Going to pieces over our Lebanese marble mosaics
How we saved money when we bought our mosaics
Mosaics add a real finishing touch to our paving - well,
that's my opinion. When I was a child, I remember watching the opening
sequence of 'I, Claudius' where the viper slithers across a mosaic of a
Roman head and thinking how much of an improvement it was on our
impoverished floor covering.
So, having decided we wanted mosaics - both on our floor and our wall, we
turned to the internet to see what was on offer. We found a company in the
UK who were prepared to deliver to Italy and whose selection and prices
seemed reasonable so we ordered two circular mosaics - one compass for our
long room, and one of fishes to go above the internal swimming pool. What I
specifically liked about the mosaics was that they were made from Lebanese
marble - a very high quality marble with delicate shades.

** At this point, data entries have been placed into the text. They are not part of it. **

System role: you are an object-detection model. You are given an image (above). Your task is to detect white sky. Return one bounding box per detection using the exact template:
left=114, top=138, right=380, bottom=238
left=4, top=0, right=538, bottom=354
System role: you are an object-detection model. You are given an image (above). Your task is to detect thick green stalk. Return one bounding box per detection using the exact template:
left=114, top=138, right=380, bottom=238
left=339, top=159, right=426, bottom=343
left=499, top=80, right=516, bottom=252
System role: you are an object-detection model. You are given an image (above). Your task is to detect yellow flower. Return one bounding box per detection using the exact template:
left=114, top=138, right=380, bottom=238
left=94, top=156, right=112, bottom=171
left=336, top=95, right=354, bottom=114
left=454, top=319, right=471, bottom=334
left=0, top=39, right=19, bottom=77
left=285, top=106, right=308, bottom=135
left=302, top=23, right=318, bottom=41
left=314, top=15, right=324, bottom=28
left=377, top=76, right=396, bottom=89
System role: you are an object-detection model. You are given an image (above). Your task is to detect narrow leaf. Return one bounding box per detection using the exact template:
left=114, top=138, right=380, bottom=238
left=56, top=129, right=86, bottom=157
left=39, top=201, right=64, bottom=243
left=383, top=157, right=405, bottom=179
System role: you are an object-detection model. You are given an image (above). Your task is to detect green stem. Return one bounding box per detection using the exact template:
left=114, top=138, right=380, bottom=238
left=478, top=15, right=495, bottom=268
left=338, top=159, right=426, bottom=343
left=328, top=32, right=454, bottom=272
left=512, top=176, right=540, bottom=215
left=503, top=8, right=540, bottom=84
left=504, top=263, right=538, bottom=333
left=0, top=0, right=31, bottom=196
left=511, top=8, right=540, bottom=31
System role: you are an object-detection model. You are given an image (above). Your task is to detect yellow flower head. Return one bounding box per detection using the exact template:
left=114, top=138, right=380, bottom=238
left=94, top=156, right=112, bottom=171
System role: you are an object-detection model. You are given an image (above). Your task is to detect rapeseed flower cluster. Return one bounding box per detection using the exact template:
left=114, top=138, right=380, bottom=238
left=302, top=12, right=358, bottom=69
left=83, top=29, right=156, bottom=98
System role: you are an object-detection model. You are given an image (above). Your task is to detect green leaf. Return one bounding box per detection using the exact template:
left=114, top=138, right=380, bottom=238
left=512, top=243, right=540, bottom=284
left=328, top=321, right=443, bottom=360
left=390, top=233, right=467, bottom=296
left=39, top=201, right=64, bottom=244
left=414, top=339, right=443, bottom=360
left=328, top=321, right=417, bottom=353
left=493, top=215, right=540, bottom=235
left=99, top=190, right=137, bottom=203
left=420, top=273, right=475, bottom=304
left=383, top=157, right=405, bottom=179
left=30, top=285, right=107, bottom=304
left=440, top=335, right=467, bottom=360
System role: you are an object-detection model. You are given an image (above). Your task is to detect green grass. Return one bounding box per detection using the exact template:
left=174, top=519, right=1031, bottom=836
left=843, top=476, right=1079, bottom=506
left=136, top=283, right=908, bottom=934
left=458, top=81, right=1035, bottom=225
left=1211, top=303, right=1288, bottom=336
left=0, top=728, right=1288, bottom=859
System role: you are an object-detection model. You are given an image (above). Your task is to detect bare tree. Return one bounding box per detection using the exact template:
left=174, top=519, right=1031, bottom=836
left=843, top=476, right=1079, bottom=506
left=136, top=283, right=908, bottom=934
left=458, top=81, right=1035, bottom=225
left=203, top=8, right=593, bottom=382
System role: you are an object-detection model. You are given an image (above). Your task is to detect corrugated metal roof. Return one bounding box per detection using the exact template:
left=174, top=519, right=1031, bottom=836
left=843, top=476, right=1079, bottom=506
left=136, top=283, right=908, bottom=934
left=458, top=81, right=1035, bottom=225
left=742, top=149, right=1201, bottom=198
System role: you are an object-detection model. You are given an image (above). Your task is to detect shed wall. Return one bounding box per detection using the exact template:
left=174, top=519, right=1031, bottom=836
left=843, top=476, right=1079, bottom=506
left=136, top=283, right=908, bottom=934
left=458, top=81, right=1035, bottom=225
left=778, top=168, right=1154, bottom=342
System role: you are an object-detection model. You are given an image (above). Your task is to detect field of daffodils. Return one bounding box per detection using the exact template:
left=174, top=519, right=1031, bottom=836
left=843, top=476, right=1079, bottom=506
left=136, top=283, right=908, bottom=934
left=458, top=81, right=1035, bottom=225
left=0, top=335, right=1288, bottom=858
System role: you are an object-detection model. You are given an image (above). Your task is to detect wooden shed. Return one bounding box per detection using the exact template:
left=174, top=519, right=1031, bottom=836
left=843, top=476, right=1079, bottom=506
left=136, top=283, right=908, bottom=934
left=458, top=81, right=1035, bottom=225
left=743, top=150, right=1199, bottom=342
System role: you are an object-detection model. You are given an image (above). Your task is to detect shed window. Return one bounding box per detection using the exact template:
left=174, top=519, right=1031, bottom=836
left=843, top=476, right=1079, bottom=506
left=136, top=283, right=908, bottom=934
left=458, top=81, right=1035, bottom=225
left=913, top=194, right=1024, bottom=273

I should add that it is perfectly possible to buy mosaics locally (they make
them just up the road in Assisi) but they are more expensive, made from
local marble (as opposed to Lebanese) and also tend to be more 'religious'
than I would care to have in my home. Decision made - order online.
I confess that I am always more than a bit concerned about having anything
to Italy from outside of the EU (having already had bad experiences with
things not arriving from the United States) but this was going via the UK
(with the consequential addition of VAT) therefore there was no local duty
to pay and little to interest the Italian Customs officers in. At least so
We asked the UK company to expedite the order as fast as possible because
our Italian tile layers would need to be laying the mosaics within a week or
two. They were very helpful and promised us a delivery two weeks ahead of
normal. What I didn't know was that to do this, they had to short-cut the UK
end and the delivery would be coming to us direct from the Lebanon.
We were surprised, therefore, to receive a call from Italian Customs asking
us for our Codice Fiscale (kind of Social Security number) to guarantee
payment of duty on the mosaics. We made a quick call to the UK company and
they agreed to waive the equivalent portion of the VAT thus meaning we would
not be paying two lots of tax from two different countries.
The courier struggled to our door with the two mosaics and we carefully
unpacked them. The bad news was that, as we had expected, Italian Customs
had had a field day tearing them open and, as a result, there were pieces
missing. The good news was that the Lebanese company had kindly included
some spare sticks of marble in anticipation of just such a calamity.
As I said, I had been pleased with the price quoted to us by the UK company
but, in view of my incurable curiosity for such matters, I looked up the
site of the Lebanese manufacturers to see what their prices would have been.
I was astounded to see that their floor and wall marble mosaics were about
20% of the price of what the UK company charged. Given how pleased we were
with the first two mosaics, my wife and I dug deep in our pockets and
decided to buy 6 more - two very large ones for our terraces, and four
smaller ones to go on a wall.
I negotiated a price with the Lebanese company which effectively meant the
not insignificant delivery charge was waived and I was quoted 3 weeks for
manufacturing and delivery. There is no way we could have afforded these if
we had paid the UK company their commission. The mosaics arrived just over 3
weeks later along with a bill for the duty from Italian Customs. As expected
several of them looked like they had been savaged by underfed sniffer dogs
but, now knowing the routine, soon repaired them and they now sit proudly
around the house and on our terraces.
This was money well-spent and we are very pleased with our mosaics.